The repository will inform decision makers whether prior decisions have been made for any of the genes on the panel and if coverage has already been decided for one or more of those genes (in the same clinical scenario). For genetic test scenarios that undergo a formal evidence review, the details of the process and the evidentiary thresholds required by DoD will provide transparency to the process and allow identification of evidence gaps that can be addressed by research.

Component 6. Process for Periodic Review and Revision

Given the rapid pace of technologic development and research in genomic medicine, it is critical to develop a mechanism for periodic reassessment of decisions in light of new data. The extent to which this process can be implemented might depend somewhat on the organization of the decision-making process. If designed properly, the decision repository could facilitate a systematic process by including time stamps and automated prompts for re-review of decisions on a certain schedule, or provide a process for stakeholders to request revised decisions.

Component 7. Identification of Evidence Gaps

If the available evidence suggests a potential health benefit associated with a genetic test, especially for tests related to high-priority health conditions, DoD might consider a process for evidence development. Some genetic test scenarios might benefit from traditional research studies to address evidence gaps. Evidence-gap analysis should be conducted on a regular basis as part of a process of continual quality improvement that uses a clinical implementation science process.

FRAMEWORK RECOMMENDATION

The committee’s recommended framework is based on the numerous frameworks it reviewed and adapts the best of those for its intended purpose. The framework is neither linear nor intended to be a formal algorithm; rather, it provides a conceptual approach as general guidance to DoD. It begins with a clear definition of the topic being considered and a triage process to evaluate whether the purpose of a test is worthwhile and an expedited provisional decision can be made. For topics that need to be evaluated in more detail, the committee provides guidance for conducting an evidence review.

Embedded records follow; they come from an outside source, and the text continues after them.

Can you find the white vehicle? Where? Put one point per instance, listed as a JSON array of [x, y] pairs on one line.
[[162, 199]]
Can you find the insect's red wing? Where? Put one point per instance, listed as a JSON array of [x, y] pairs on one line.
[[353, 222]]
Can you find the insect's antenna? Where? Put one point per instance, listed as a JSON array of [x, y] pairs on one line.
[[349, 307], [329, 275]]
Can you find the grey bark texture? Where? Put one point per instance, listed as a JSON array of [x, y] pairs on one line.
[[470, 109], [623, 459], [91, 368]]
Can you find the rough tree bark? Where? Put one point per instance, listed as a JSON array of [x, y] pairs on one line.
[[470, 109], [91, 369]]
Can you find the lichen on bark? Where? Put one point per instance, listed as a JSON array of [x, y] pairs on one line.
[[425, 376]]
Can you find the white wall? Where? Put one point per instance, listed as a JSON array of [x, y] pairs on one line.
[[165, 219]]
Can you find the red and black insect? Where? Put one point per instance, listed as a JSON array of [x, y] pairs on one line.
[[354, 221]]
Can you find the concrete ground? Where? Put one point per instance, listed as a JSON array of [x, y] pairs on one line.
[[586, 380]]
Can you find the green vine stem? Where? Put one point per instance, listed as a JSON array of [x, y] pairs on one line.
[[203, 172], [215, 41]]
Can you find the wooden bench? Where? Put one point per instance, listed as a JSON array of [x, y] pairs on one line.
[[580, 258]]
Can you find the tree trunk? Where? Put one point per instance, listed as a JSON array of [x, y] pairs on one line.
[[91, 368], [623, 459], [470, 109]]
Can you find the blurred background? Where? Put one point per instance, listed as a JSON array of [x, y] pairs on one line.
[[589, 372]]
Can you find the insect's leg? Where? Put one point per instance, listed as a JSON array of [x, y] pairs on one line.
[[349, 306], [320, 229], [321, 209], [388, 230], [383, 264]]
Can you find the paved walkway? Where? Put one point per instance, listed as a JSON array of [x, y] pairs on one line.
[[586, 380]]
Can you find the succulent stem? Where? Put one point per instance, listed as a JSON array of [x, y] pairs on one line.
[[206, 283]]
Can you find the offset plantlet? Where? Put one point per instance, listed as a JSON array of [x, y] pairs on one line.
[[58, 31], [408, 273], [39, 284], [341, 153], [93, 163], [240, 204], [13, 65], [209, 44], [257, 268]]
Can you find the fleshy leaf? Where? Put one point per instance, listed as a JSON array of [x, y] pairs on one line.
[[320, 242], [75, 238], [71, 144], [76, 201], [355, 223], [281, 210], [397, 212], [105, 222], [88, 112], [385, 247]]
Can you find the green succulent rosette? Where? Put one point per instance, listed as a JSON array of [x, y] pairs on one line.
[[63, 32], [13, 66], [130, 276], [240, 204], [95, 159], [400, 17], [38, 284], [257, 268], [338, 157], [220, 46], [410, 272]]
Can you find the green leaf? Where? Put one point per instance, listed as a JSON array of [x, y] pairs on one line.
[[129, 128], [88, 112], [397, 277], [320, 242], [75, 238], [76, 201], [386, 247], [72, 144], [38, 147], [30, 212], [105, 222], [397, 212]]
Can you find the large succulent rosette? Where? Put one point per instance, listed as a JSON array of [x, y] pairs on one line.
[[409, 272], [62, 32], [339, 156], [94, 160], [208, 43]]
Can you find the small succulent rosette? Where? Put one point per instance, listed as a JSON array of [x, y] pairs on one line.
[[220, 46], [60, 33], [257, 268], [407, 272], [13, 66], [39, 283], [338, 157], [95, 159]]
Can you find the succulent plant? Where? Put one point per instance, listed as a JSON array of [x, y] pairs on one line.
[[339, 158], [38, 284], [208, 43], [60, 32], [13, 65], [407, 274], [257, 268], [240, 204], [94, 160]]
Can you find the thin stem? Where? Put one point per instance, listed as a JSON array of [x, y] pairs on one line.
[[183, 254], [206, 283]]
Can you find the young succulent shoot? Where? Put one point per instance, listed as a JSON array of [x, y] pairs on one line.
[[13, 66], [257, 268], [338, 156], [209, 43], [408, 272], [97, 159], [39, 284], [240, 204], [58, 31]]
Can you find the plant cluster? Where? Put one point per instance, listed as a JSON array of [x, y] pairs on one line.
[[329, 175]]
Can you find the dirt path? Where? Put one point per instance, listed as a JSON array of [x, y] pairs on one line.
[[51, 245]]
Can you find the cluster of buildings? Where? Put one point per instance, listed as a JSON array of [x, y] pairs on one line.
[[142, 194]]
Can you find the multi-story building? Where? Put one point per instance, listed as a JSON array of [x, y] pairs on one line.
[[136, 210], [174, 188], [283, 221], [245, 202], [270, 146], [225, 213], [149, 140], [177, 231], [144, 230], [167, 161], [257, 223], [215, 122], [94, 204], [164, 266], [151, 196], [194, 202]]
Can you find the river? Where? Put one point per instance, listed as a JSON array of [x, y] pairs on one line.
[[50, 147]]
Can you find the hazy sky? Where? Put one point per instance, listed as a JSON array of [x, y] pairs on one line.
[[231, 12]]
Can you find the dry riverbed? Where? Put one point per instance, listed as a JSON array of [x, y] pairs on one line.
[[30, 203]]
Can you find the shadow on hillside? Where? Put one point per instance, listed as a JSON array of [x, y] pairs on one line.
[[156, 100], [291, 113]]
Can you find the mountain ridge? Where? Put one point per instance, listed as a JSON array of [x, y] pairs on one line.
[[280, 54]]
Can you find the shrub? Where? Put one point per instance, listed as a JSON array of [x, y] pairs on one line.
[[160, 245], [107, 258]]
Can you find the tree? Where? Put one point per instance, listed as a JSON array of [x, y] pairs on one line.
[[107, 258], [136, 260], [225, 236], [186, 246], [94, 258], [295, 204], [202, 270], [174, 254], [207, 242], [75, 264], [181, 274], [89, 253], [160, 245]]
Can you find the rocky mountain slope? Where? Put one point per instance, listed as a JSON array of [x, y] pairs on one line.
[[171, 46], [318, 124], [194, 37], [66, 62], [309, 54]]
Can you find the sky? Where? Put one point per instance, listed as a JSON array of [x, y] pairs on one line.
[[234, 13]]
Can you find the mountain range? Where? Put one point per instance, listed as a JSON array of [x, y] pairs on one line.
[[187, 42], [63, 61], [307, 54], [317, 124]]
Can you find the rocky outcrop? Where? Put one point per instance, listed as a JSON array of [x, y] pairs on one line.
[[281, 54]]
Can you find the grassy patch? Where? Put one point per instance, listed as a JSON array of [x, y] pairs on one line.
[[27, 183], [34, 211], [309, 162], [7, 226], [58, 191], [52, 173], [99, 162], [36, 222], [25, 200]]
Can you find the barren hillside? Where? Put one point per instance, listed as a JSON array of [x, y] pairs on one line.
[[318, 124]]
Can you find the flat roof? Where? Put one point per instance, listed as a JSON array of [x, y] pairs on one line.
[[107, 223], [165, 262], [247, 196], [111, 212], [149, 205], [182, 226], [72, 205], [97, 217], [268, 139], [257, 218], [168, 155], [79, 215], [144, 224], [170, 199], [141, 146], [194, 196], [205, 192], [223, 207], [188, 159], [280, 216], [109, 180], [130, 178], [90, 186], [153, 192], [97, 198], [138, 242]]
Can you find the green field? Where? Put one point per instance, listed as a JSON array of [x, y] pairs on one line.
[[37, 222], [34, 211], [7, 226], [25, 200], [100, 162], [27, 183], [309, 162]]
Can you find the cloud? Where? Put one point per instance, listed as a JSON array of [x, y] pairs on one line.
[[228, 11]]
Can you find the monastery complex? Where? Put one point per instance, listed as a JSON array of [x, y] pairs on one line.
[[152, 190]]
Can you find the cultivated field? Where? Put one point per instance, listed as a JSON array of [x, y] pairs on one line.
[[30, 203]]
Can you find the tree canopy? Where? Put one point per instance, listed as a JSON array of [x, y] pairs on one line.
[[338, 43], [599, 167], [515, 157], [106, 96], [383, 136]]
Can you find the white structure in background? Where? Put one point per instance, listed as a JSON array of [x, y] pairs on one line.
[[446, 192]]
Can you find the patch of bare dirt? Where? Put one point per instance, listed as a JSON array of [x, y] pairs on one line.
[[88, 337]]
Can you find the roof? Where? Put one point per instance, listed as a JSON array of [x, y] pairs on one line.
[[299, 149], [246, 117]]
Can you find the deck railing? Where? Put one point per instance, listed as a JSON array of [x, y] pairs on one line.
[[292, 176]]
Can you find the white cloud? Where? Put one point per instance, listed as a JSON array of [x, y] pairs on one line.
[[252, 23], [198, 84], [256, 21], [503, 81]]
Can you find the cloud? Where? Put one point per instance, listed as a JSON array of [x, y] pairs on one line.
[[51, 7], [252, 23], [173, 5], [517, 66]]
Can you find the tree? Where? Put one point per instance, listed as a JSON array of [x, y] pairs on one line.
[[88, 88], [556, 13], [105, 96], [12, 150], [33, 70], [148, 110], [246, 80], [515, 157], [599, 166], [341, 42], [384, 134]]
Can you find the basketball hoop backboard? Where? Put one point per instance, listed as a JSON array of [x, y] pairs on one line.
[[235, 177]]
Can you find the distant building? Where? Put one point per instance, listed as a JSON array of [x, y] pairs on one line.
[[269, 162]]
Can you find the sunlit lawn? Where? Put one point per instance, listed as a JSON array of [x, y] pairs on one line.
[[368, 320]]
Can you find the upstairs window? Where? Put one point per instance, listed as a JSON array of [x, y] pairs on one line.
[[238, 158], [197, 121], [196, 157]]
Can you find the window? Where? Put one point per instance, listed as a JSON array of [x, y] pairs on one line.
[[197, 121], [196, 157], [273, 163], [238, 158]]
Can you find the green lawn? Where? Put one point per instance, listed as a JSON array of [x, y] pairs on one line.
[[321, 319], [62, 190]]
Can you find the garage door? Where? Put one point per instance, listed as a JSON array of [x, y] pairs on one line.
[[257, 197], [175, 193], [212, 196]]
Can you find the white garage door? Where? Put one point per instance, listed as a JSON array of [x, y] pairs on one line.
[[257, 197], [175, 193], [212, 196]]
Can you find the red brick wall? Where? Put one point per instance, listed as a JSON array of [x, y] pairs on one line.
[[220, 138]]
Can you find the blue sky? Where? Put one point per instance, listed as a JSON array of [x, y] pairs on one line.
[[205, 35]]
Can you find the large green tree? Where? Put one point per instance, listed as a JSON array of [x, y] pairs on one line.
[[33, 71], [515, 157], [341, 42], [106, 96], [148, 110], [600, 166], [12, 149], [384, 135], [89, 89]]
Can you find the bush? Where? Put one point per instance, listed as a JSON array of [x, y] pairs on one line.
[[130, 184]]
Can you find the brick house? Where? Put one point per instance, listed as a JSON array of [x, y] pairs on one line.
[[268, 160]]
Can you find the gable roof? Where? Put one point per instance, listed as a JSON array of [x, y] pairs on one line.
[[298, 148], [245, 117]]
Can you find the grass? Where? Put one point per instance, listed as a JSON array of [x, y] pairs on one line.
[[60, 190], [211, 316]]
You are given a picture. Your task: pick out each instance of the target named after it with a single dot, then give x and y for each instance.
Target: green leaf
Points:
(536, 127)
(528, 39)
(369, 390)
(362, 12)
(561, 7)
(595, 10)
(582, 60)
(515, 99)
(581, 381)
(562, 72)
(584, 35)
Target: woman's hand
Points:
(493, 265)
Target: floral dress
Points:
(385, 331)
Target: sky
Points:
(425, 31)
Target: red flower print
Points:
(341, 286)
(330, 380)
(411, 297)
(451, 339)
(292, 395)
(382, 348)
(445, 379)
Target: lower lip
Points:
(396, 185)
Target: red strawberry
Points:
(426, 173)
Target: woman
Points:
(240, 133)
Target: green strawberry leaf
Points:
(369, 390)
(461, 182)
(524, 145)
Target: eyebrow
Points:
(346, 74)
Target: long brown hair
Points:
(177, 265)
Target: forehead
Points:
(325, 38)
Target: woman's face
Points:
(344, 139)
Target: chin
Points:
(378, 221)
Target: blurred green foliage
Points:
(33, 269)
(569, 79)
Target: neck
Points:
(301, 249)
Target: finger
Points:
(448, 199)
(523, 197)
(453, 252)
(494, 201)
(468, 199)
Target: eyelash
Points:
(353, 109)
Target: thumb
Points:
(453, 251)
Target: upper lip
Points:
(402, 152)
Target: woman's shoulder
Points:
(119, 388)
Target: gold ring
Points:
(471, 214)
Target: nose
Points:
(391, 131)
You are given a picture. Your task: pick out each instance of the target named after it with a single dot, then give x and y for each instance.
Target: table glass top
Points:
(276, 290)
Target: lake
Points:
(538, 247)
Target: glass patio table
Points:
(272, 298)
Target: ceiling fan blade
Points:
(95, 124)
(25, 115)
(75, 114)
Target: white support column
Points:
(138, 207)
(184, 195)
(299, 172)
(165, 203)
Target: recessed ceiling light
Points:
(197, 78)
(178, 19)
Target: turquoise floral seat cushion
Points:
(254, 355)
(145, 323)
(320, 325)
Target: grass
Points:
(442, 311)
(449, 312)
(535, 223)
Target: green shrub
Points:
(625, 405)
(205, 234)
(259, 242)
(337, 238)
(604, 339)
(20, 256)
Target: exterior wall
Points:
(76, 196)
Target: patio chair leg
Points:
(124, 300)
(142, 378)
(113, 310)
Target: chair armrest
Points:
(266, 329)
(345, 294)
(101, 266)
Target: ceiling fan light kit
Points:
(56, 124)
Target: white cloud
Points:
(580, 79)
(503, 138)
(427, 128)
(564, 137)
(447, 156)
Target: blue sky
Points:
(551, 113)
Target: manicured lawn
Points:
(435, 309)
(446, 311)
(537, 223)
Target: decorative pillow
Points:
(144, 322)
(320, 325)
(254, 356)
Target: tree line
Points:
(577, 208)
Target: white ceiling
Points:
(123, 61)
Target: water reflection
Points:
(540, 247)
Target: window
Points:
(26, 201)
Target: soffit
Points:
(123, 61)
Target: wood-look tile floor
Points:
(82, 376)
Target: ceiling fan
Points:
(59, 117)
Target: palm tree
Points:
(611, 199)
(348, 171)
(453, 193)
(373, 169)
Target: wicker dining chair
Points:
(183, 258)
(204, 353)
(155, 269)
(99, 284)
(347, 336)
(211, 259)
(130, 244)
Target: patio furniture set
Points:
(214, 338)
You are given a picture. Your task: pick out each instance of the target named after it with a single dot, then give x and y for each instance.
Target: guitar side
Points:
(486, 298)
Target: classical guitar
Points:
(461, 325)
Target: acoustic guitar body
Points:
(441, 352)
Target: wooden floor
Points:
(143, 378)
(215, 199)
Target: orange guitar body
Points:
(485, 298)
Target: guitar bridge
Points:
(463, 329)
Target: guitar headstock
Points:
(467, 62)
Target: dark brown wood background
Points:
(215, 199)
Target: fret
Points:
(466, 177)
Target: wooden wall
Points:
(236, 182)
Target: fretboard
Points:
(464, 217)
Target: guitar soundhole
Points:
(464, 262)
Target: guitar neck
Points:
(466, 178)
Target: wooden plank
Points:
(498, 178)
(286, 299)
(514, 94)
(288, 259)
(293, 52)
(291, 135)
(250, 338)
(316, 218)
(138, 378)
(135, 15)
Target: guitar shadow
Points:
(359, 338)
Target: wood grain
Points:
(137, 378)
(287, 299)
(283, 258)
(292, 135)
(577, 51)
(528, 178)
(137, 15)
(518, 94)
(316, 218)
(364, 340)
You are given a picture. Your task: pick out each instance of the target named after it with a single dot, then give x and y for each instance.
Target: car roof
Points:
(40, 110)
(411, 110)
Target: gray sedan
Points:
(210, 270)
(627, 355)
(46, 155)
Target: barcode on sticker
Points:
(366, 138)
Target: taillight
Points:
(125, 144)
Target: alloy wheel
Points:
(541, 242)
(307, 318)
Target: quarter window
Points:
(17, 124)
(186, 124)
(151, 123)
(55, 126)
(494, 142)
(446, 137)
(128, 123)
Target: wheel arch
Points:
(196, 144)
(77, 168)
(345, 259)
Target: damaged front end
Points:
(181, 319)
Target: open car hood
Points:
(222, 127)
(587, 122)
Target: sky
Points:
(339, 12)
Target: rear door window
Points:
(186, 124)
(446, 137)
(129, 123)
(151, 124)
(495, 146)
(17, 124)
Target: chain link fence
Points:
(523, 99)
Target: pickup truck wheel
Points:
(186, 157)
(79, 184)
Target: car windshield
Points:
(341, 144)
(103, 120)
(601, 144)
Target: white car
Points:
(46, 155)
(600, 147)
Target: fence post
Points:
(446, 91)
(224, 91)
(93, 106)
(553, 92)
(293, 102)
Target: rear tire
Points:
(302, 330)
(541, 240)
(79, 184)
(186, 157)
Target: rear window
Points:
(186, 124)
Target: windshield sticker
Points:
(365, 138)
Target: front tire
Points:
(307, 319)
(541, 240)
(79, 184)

1. Define genetic test scenarios on the basis of the clinical setting, the purpose of the test, the population, the outcomes of interest, and comparable alternative methods.
2. For each genetic test scenario, conduct an initial structured assessment to determine whether the test should be covered, denied, or subject to additional evaluation.
3. Conduct or support evidence-based systematic reviews for genetic test scenarios that require additional evaluation.
4. Conduct or support a structured decision process to produce clinical guidance for a genetic test scenario.
5. Publicly share resulting decisions and justification about evaluated genetic test scenarios, and retain decisions in a repository.
6. Implement timely review and revision of decisions on the basis of new data.
7. Identify evidence gaps to be addressed by research.